Image: Olivier Coipel and Justin Ponsor (Marvel Comics)

Gwen, however, was far more quickly accepted into the hearts of Spider-fans. Thanks to the killer combo of an intriguing premise—a parallel world where the spider bit her rather than Peter, and where the latter’s death formed the moral core for Gwen, as opposed to an Uncle Ben figure—and an instantly beloved design, Gwen became a smash hit from the minute she debuted in the pages of the prequel series Edge of Spider-Verse. Jason Latour, Robbi Rodriguez, and Rico Renzi’s solo series instantly became one of Marvel’s biggest hits in 2015, and that success saw her spin off into other comic series, animated appearances, and now, thanks to Spider-Man: Into the Spider-Verse, the big screen later this year.

But while Spider-Verse did so much to celebrate the idea of Spider-Man as a character—a fannish look to the past that looked to the future of where Spidey as a symbol was headed—in the end what makes it such a joy is that, underneath the explosive crossovers and the big blasts of comic book ridiculousness, it has rather simple core conceit.
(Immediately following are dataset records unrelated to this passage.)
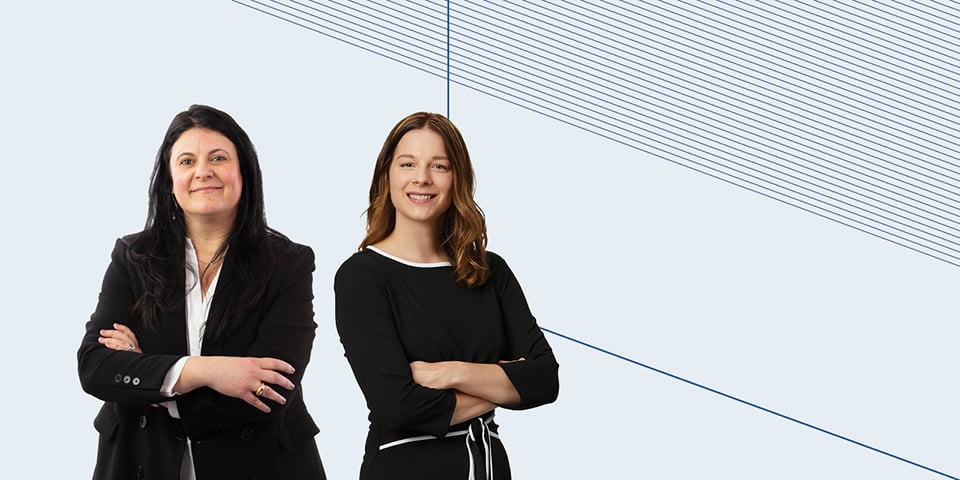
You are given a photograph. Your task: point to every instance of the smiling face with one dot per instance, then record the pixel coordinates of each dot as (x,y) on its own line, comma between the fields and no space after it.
(421,179)
(205,169)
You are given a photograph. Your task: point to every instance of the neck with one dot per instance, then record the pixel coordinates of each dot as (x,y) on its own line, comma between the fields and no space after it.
(207,237)
(416,243)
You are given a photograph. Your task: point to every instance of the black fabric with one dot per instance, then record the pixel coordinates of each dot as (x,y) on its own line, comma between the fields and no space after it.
(389,314)
(231,439)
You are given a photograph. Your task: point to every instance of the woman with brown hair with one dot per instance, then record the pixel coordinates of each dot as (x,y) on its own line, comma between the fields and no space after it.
(436,329)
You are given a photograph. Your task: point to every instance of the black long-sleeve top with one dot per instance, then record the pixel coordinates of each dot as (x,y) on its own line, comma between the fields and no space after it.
(390,313)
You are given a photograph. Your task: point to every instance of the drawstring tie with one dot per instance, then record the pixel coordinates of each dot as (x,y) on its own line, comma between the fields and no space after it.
(479,449)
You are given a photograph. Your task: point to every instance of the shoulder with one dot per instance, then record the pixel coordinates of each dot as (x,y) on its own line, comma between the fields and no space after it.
(126,243)
(362,266)
(290,254)
(498,266)
(284,247)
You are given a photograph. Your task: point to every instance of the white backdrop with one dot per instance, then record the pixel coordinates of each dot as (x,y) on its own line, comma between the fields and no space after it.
(631,253)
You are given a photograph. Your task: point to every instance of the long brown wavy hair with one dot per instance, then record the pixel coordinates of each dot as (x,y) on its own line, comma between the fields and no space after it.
(463,236)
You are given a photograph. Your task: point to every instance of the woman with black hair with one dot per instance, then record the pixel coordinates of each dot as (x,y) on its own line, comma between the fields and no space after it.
(204,325)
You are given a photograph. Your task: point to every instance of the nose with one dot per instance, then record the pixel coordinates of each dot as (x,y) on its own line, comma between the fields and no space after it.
(203,169)
(423,176)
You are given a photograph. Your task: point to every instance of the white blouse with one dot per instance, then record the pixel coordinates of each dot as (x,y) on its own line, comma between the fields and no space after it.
(197,308)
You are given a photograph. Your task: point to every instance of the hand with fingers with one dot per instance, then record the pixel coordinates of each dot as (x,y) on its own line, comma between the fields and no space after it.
(120,338)
(250,379)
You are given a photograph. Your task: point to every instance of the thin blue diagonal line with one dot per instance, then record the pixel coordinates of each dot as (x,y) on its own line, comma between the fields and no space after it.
(761,76)
(328,16)
(747,403)
(799,179)
(868,34)
(448,59)
(867,146)
(356,42)
(494,66)
(758,189)
(788,167)
(586,86)
(613,46)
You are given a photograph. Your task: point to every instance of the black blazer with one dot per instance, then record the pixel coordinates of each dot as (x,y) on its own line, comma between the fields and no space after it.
(230,438)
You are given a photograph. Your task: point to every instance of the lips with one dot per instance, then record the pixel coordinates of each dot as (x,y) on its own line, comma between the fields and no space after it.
(205,189)
(420,197)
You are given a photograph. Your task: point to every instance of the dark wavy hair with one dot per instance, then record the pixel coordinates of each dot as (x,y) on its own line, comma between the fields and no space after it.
(157,254)
(463,236)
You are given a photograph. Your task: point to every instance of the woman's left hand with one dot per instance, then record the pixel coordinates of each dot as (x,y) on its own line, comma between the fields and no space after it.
(434,375)
(120,338)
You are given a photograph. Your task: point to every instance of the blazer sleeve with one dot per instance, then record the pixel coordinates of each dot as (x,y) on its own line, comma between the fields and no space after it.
(117,376)
(285,330)
(368,332)
(537,377)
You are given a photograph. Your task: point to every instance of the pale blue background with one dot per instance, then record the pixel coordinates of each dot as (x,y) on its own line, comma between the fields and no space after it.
(639,256)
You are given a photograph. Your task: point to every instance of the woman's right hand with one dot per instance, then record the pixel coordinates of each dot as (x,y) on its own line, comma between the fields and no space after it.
(120,338)
(250,379)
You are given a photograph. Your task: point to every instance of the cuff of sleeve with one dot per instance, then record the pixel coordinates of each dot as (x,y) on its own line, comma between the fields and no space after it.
(173,375)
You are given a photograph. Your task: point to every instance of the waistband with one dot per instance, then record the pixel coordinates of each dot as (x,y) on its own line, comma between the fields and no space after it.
(477,435)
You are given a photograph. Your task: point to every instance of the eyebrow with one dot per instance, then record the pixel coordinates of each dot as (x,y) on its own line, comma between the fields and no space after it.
(216,150)
(436,157)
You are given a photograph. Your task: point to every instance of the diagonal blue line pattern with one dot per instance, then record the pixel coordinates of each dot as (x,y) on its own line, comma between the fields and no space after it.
(744,402)
(845,110)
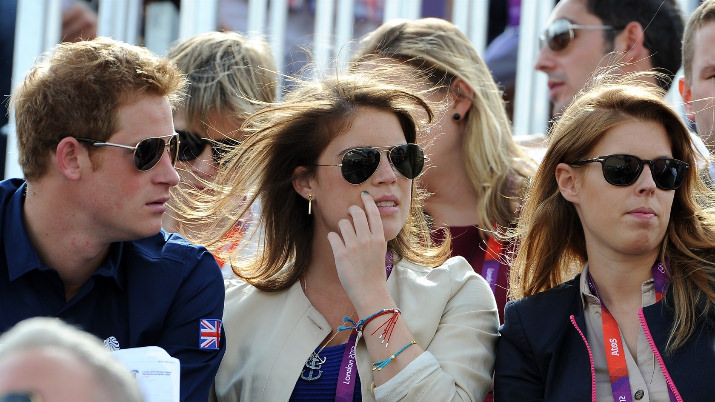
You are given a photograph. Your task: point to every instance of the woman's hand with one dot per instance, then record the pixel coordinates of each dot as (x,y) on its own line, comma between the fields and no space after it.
(359,252)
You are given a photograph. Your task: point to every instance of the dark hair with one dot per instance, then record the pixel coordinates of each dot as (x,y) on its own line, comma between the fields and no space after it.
(548,219)
(663,24)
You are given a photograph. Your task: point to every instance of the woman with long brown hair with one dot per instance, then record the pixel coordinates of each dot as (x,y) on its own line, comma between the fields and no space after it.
(347,299)
(617,198)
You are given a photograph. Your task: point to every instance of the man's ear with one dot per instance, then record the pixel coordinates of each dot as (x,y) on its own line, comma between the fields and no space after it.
(687,96)
(71,157)
(462,95)
(631,43)
(302,182)
(568,182)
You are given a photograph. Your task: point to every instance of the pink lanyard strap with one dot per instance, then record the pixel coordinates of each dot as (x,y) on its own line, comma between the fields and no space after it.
(490,266)
(348,369)
(613,342)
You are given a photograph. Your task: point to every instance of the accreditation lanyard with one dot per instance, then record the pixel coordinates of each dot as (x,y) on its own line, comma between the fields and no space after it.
(613,342)
(490,266)
(348,369)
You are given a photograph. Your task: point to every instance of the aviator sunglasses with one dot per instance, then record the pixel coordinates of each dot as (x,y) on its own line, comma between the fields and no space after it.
(560,33)
(192,145)
(624,170)
(359,164)
(147,152)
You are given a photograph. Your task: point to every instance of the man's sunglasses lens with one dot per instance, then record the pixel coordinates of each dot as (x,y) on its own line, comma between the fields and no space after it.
(149,152)
(558,35)
(360,163)
(624,170)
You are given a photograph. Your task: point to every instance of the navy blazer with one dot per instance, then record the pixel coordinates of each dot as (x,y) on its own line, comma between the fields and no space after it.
(543,351)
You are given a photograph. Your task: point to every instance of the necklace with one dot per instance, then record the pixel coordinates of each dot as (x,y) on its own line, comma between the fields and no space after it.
(312,368)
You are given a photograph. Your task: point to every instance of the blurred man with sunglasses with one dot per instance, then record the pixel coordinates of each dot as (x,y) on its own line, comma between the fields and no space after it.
(586,35)
(81,235)
(697,87)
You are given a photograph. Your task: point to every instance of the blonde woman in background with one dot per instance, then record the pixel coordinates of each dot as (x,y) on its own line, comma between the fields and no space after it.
(477,172)
(230,77)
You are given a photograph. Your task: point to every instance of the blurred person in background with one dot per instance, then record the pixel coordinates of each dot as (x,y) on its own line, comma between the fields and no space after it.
(476,171)
(45,360)
(230,77)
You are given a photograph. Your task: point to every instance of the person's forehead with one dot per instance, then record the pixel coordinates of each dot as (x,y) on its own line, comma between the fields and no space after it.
(703,40)
(574,11)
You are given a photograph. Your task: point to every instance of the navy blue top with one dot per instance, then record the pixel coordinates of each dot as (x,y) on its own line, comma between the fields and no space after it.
(149,292)
(325,387)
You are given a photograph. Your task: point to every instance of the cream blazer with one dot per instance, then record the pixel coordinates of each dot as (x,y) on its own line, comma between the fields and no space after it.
(450,311)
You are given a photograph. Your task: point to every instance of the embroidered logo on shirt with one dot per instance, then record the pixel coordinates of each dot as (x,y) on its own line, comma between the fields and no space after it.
(111,344)
(210,333)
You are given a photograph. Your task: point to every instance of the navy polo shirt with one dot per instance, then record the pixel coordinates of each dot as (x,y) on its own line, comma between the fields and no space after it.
(158,291)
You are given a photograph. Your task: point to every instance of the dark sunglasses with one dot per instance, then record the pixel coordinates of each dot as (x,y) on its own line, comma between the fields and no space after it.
(191,146)
(147,152)
(359,164)
(560,33)
(624,170)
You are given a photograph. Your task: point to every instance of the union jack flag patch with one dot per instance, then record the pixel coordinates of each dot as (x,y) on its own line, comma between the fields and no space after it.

Spider-Man is so much more than just a single man named Peter Parker, or even multiple men named Peter Parker. Spidey is one of the most popular superheroes on the planet, and tons of different incarnations in different mediums over decades of existence have touched the lives of millions of people all over the world. And all those different interpretations all mean something different to that veritable sea of spider-fans.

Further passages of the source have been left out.